In perceiving the “billions of possibilities” in front of them, artists and designers can effectively widen their palettes, examining and redefining their default instincts. Art and design are embodied, after all: they are practices emerging from lifetimes of habit, informed by experiences and an idiosyncratic mix of influences and intuitions. And although personal experiences often dictate taste, taste can often limit experience. What has worked well in the past is not always what will work best in the future, and for creatives who are hoping to identify and even break away from their own embodied assumptions and biases, algorithmic systems—with their seemingly endless capacity to generate unusual new approaches—can be a powerful ally, so long as they are used mindfully.

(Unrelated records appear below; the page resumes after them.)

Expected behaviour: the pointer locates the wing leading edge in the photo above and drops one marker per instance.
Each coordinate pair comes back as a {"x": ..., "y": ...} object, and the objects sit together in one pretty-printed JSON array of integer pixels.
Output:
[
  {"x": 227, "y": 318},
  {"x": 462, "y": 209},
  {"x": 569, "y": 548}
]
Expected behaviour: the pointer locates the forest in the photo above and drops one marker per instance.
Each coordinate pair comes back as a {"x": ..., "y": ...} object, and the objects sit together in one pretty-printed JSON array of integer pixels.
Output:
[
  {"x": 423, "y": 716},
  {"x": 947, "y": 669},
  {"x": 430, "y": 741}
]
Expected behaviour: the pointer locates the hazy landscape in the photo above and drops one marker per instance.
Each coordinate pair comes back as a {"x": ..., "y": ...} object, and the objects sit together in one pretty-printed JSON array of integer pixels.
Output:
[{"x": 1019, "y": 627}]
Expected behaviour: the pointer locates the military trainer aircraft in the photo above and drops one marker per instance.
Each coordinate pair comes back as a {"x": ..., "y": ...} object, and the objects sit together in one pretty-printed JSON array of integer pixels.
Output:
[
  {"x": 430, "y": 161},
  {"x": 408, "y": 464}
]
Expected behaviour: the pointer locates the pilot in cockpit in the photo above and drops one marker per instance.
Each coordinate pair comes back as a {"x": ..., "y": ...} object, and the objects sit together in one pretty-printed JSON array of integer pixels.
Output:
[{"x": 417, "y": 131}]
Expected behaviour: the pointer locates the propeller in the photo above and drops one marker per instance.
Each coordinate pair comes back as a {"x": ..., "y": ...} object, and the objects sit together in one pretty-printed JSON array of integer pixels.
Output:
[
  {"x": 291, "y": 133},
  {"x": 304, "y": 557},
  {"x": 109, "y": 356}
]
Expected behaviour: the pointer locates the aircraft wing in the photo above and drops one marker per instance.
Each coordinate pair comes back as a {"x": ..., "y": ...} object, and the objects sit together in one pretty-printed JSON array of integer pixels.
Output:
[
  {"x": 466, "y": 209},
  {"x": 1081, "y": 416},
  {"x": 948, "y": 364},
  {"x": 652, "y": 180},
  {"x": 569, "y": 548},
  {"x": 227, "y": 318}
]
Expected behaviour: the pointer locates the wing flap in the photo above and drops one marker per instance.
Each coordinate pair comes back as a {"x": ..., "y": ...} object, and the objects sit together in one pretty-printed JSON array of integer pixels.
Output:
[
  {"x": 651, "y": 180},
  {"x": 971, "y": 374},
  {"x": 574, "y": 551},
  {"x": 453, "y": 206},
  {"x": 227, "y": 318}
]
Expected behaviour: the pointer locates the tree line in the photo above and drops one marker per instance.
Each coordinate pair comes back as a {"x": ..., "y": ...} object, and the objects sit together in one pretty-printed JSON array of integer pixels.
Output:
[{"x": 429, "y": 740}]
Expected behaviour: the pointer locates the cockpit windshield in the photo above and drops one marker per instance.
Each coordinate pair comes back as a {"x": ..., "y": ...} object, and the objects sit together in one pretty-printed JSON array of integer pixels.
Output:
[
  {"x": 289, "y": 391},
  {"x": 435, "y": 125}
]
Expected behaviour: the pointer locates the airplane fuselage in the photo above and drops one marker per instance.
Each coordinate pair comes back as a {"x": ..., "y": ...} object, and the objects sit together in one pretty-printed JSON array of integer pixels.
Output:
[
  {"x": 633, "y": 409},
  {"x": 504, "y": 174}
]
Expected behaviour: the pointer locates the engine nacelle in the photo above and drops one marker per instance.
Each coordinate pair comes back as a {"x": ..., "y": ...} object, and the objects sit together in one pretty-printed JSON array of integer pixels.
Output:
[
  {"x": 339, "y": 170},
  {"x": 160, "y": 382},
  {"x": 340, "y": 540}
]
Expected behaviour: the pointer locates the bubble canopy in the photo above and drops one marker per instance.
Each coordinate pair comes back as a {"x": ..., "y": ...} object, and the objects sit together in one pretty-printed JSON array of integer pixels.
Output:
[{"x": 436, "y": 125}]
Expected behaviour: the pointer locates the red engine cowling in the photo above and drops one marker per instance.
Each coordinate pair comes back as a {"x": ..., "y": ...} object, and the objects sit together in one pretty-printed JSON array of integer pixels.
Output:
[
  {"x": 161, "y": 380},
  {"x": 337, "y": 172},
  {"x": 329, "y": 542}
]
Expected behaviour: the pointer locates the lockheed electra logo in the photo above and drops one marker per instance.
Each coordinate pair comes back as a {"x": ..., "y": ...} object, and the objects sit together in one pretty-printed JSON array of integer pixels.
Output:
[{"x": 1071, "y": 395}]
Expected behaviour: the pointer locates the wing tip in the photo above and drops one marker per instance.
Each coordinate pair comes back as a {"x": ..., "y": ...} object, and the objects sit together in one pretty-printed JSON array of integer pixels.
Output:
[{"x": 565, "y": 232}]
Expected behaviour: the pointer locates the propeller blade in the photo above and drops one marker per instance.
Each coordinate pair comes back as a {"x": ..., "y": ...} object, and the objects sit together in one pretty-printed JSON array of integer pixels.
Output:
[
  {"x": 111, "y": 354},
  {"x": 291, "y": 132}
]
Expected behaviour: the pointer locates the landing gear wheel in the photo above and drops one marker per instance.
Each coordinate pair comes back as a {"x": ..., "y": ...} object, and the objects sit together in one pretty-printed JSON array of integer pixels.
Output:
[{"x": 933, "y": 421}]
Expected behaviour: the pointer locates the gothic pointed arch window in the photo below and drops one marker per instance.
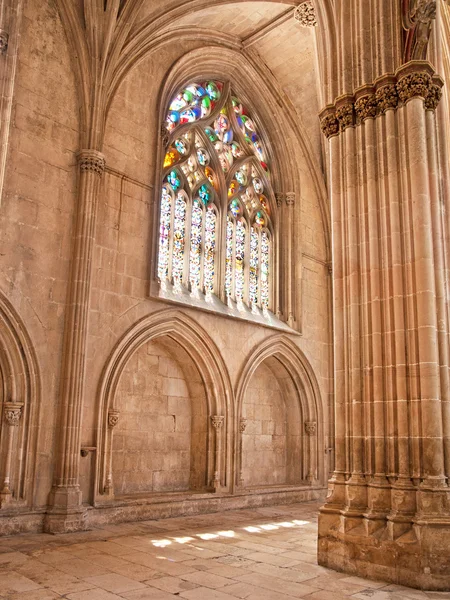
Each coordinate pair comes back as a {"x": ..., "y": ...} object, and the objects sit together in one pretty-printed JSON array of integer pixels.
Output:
[{"x": 217, "y": 206}]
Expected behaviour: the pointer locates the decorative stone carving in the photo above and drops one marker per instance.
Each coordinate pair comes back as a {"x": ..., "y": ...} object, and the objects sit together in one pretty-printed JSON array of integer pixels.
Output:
[
  {"x": 433, "y": 97},
  {"x": 305, "y": 14},
  {"x": 329, "y": 125},
  {"x": 414, "y": 84},
  {"x": 366, "y": 107},
  {"x": 91, "y": 160},
  {"x": 310, "y": 427},
  {"x": 279, "y": 198},
  {"x": 387, "y": 97},
  {"x": 217, "y": 421},
  {"x": 164, "y": 135},
  {"x": 345, "y": 115},
  {"x": 113, "y": 418},
  {"x": 416, "y": 79},
  {"x": 13, "y": 413},
  {"x": 418, "y": 16},
  {"x": 4, "y": 37},
  {"x": 290, "y": 198}
]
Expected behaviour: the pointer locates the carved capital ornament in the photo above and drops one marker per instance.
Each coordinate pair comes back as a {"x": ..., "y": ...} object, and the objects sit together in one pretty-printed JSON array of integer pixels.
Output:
[
  {"x": 305, "y": 14},
  {"x": 416, "y": 79},
  {"x": 91, "y": 160},
  {"x": 113, "y": 418},
  {"x": 4, "y": 38},
  {"x": 217, "y": 421},
  {"x": 12, "y": 412},
  {"x": 310, "y": 427}
]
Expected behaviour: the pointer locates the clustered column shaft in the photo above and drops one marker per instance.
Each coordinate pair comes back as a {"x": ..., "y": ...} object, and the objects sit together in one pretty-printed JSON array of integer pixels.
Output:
[{"x": 391, "y": 323}]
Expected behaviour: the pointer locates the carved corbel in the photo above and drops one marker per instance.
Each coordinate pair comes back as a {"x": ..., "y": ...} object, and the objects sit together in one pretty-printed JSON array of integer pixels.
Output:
[
  {"x": 345, "y": 112},
  {"x": 4, "y": 38},
  {"x": 12, "y": 413},
  {"x": 242, "y": 428},
  {"x": 418, "y": 16},
  {"x": 328, "y": 121},
  {"x": 113, "y": 420},
  {"x": 217, "y": 423},
  {"x": 305, "y": 14},
  {"x": 365, "y": 104}
]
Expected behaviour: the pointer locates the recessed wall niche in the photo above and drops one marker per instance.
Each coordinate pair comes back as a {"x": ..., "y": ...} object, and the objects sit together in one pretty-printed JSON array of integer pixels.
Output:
[
  {"x": 272, "y": 440},
  {"x": 160, "y": 441}
]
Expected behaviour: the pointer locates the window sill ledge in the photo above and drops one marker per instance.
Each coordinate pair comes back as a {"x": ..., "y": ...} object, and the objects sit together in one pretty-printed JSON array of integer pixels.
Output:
[{"x": 215, "y": 306}]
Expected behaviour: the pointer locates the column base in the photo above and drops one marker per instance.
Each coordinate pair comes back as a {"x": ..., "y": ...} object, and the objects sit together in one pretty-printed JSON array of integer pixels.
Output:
[
  {"x": 65, "y": 521},
  {"x": 66, "y": 514},
  {"x": 419, "y": 558}
]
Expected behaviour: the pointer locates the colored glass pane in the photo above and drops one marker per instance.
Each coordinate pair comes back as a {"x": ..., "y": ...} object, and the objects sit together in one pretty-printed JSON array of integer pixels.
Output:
[
  {"x": 253, "y": 275},
  {"x": 235, "y": 208},
  {"x": 265, "y": 265},
  {"x": 229, "y": 258},
  {"x": 164, "y": 231},
  {"x": 174, "y": 180},
  {"x": 210, "y": 249},
  {"x": 239, "y": 280},
  {"x": 196, "y": 241},
  {"x": 204, "y": 194},
  {"x": 258, "y": 185},
  {"x": 179, "y": 232}
]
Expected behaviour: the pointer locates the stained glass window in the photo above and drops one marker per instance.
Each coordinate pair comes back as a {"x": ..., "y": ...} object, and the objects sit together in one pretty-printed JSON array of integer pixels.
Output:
[{"x": 216, "y": 207}]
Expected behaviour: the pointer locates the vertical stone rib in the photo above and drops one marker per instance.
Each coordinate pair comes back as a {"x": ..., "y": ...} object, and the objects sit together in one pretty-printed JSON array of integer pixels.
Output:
[
  {"x": 425, "y": 295},
  {"x": 66, "y": 490}
]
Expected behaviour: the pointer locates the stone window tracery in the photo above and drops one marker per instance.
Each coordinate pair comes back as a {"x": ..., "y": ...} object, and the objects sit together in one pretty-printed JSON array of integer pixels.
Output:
[{"x": 216, "y": 224}]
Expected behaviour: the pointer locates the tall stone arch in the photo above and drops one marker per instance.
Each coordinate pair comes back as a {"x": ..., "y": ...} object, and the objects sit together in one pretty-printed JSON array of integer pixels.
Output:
[
  {"x": 170, "y": 327},
  {"x": 19, "y": 403}
]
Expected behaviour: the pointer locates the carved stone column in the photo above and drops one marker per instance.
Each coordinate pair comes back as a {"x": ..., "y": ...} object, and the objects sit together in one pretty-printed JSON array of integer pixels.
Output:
[
  {"x": 291, "y": 260},
  {"x": 12, "y": 412},
  {"x": 67, "y": 513},
  {"x": 390, "y": 334},
  {"x": 113, "y": 420},
  {"x": 242, "y": 428},
  {"x": 311, "y": 430},
  {"x": 217, "y": 423}
]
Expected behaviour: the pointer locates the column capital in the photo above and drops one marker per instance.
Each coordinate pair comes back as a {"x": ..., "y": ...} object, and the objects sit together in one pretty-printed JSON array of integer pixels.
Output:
[
  {"x": 310, "y": 427},
  {"x": 290, "y": 198},
  {"x": 279, "y": 196},
  {"x": 91, "y": 160},
  {"x": 4, "y": 38},
  {"x": 12, "y": 412},
  {"x": 345, "y": 111},
  {"x": 305, "y": 14},
  {"x": 328, "y": 121},
  {"x": 417, "y": 78},
  {"x": 365, "y": 103},
  {"x": 113, "y": 417},
  {"x": 217, "y": 421}
]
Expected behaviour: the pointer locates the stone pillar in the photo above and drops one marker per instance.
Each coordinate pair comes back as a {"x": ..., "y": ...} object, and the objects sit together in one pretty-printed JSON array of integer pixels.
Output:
[
  {"x": 217, "y": 423},
  {"x": 242, "y": 428},
  {"x": 389, "y": 494},
  {"x": 113, "y": 419},
  {"x": 67, "y": 513},
  {"x": 290, "y": 202},
  {"x": 311, "y": 430},
  {"x": 12, "y": 412}
]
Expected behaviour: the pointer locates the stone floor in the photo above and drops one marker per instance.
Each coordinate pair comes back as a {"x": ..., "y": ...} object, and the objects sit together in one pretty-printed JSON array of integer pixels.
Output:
[{"x": 257, "y": 554}]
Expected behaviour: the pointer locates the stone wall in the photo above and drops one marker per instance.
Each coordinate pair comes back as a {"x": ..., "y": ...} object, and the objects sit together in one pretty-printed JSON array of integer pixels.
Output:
[{"x": 38, "y": 221}]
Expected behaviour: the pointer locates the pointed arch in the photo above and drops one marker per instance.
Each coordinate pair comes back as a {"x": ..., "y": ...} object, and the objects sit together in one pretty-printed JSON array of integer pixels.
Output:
[
  {"x": 20, "y": 381},
  {"x": 183, "y": 330},
  {"x": 298, "y": 367}
]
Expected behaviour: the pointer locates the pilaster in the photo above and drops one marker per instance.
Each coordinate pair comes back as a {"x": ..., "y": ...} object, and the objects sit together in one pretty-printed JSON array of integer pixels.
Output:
[
  {"x": 391, "y": 330},
  {"x": 66, "y": 512}
]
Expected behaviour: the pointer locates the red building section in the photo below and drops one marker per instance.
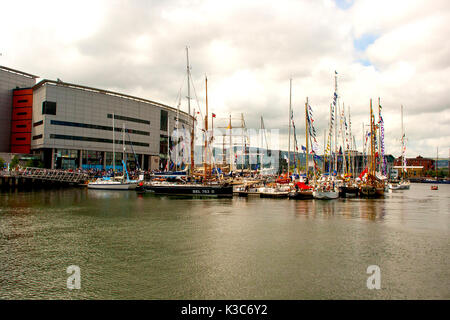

In a 1975 paper called “Toward Aesthetic Guidelines for Paintings with the Aid of a Computer,” Vera Molnár explained that although computers present obvious advantages to artists, they are only tools. They can augment the scope of an artist’s inquiry, but the real work, ultimately, lies in the inquiry itself. Computers, Molnár writes, “do not guarantee that a work of good quality will result, for it is an artist’s skill that is the decisive factor.” As technology changes and evolves, Molnár’s frank assessment does not. Machine intelligence will make creative tools more accessible and easier to use; it will create new forms of creativity and redefine the role of artists and designers; it will help those artists and designers frame their questions and widen the scope of potential solutions. But in the end, an artist or a designer’s skill still determines the quality of their output.
That is to say, the computer has its strengths—but so do we. Nobody knows this better than Gary Kasparov. Twenty years after his famous match against Deep Blue, Kasparov decided to sit down and re-analyze the tournament for his book, Deep Thinking: Where Machine Intelligence Ends and Human Creativity Begins. Although it was challenging for him to revisit this humiliating loss, in retrospect, he discovered a new appreciation for Deep Blue’s designers, the architects of a computer he once believed had cheated him out of a deserved victory. Kasparov came to realize that although the media had publicized the tournament as the last stand of the human mind—an epic battle of “Man vs. Machine”—the computer, too, was the product of human effort. Indeed, the ingenuity of human designers made this pivotal moment possible. “It was a human achievement after all,” he wrote. “So while a human lost the match, humans also won.”